EDIT: OK so I've made some progress (correct me if I'm wrong):

  1. Each Consumer will get all the messages.
  2. Leases are assigned an EventProcessorHost so it needs a unique name, so the consumer group name is not really relevant here.
  3. Still not 100% certain on context.CheckpointAsync, but I believe it is just for the ConsumerGroup?
1
This may be partly duplicated in stackoverflow.com/questions/27789320/…Daniel van Heerden

1 Answers

3
votes

Yep, if you give multiple EventProcessorHosts the same Consumer Group name then they will coordinate (assuming you've given them different unique identifiers) using blob leases, so only one will work on a partition at a time.

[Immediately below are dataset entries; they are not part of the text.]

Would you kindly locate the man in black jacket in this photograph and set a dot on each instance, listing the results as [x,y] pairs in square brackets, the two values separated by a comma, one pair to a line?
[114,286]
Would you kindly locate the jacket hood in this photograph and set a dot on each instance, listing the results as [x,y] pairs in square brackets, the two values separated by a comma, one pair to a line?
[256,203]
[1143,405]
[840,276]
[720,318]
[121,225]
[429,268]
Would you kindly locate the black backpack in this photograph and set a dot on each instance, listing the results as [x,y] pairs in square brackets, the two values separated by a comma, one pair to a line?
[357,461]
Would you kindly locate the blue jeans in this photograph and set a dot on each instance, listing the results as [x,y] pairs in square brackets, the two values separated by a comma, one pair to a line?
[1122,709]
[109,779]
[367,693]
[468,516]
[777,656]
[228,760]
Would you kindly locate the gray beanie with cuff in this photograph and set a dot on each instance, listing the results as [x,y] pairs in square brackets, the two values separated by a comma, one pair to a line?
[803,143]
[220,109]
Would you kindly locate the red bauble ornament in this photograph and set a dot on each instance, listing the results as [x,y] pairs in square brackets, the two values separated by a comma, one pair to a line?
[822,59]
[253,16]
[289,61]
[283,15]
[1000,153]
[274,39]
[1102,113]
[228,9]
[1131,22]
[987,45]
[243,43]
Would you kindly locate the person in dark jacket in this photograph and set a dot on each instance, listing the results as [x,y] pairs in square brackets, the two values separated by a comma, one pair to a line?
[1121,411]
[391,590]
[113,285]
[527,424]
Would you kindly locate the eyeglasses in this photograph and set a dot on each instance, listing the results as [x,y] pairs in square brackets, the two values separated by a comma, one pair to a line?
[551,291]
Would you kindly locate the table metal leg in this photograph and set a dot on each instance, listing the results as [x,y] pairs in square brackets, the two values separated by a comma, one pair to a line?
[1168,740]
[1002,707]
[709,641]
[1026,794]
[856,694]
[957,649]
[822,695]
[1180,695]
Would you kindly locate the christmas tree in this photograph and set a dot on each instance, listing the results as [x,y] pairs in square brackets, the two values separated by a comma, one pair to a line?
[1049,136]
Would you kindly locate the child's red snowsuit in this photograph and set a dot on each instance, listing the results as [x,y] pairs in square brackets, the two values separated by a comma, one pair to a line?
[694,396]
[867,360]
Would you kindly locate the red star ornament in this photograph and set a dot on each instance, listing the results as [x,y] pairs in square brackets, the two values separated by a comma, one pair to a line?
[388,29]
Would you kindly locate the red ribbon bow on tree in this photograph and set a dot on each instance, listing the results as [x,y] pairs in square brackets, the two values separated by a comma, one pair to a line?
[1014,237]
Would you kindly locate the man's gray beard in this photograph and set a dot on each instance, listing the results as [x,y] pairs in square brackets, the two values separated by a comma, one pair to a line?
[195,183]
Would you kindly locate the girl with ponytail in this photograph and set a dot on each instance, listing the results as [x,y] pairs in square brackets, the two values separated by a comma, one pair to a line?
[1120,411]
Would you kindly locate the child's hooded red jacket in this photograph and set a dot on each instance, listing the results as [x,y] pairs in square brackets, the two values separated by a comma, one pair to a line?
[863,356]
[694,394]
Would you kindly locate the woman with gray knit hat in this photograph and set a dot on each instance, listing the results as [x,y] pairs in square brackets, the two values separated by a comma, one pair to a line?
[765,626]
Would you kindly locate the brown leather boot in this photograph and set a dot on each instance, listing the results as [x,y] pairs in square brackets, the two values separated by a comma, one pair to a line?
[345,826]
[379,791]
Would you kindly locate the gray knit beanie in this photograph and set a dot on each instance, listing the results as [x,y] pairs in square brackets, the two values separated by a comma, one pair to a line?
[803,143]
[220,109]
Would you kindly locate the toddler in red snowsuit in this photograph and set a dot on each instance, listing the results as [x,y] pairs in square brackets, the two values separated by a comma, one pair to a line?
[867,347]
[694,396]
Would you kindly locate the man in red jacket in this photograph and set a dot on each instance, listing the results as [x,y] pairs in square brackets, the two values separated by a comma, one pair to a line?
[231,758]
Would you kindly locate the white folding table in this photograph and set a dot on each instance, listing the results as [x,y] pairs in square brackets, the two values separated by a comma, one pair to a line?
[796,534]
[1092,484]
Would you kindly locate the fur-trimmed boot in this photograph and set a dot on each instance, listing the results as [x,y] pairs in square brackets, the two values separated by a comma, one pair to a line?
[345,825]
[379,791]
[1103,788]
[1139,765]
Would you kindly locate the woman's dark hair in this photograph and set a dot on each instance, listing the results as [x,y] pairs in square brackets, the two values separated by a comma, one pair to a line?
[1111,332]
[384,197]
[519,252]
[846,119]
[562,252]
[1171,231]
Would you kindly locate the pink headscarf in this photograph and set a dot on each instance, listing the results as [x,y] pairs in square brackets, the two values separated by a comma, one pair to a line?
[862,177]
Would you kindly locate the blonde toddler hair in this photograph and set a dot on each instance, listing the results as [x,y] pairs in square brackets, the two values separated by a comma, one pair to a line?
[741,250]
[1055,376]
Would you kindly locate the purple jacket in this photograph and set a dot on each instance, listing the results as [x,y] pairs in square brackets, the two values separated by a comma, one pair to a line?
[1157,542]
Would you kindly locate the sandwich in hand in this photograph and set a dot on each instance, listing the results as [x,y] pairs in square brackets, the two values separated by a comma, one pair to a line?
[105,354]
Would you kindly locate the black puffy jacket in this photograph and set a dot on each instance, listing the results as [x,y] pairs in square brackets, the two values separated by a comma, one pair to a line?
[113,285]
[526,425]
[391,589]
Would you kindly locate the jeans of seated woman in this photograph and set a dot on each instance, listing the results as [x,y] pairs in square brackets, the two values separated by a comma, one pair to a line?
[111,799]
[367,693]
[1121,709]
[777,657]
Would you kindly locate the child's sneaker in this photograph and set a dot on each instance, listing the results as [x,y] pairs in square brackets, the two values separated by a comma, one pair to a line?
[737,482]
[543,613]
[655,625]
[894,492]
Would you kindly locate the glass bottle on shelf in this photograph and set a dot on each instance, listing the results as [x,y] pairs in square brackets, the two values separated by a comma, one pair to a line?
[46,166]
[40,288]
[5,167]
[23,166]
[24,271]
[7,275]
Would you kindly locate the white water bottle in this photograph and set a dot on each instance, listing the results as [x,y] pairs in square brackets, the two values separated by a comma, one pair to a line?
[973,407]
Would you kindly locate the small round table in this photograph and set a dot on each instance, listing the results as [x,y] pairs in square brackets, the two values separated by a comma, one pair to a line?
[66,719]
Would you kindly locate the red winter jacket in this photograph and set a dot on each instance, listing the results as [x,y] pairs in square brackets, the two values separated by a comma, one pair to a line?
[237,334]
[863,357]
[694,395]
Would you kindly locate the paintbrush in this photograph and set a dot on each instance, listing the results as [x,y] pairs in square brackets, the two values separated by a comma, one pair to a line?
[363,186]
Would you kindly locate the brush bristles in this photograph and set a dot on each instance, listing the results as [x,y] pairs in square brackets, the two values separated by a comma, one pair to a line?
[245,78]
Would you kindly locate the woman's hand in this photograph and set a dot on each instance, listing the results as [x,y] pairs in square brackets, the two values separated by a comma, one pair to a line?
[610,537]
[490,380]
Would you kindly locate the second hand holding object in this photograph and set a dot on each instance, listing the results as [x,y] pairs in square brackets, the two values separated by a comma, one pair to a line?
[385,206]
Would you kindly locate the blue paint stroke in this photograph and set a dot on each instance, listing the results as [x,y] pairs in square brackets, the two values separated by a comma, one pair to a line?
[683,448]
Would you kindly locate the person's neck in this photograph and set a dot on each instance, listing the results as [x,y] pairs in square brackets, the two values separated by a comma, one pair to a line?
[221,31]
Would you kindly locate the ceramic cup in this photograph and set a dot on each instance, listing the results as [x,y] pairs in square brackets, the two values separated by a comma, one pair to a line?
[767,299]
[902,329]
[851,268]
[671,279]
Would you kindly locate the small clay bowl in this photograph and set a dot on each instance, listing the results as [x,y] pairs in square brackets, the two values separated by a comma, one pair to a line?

Typically you would have multiple processes on multiple machines so as to parallelize the work. Partitions can and will move between machines as the processes restart (there's a delay).

If you use different consumer group names X and Y, then processors on X will only coordinate with processors on X, and processors on Y will coordinate only with those on Y. You can use the same name on two different processors if each is in a different consumer group. That is you can have EventProcessorHost "one" in X and another EventProcessorHost "two" in Y and they shouldn't interfere.

When checkpointing progress it is indeed just for within that ConsumerGroup. As I mentioned here I believe the offset is being tracked inside the blob used for the leases for coordination. As such each ConsumerGroup can checkpoint without knowing anything about the other (but probably shouldn't checkpoint with every message).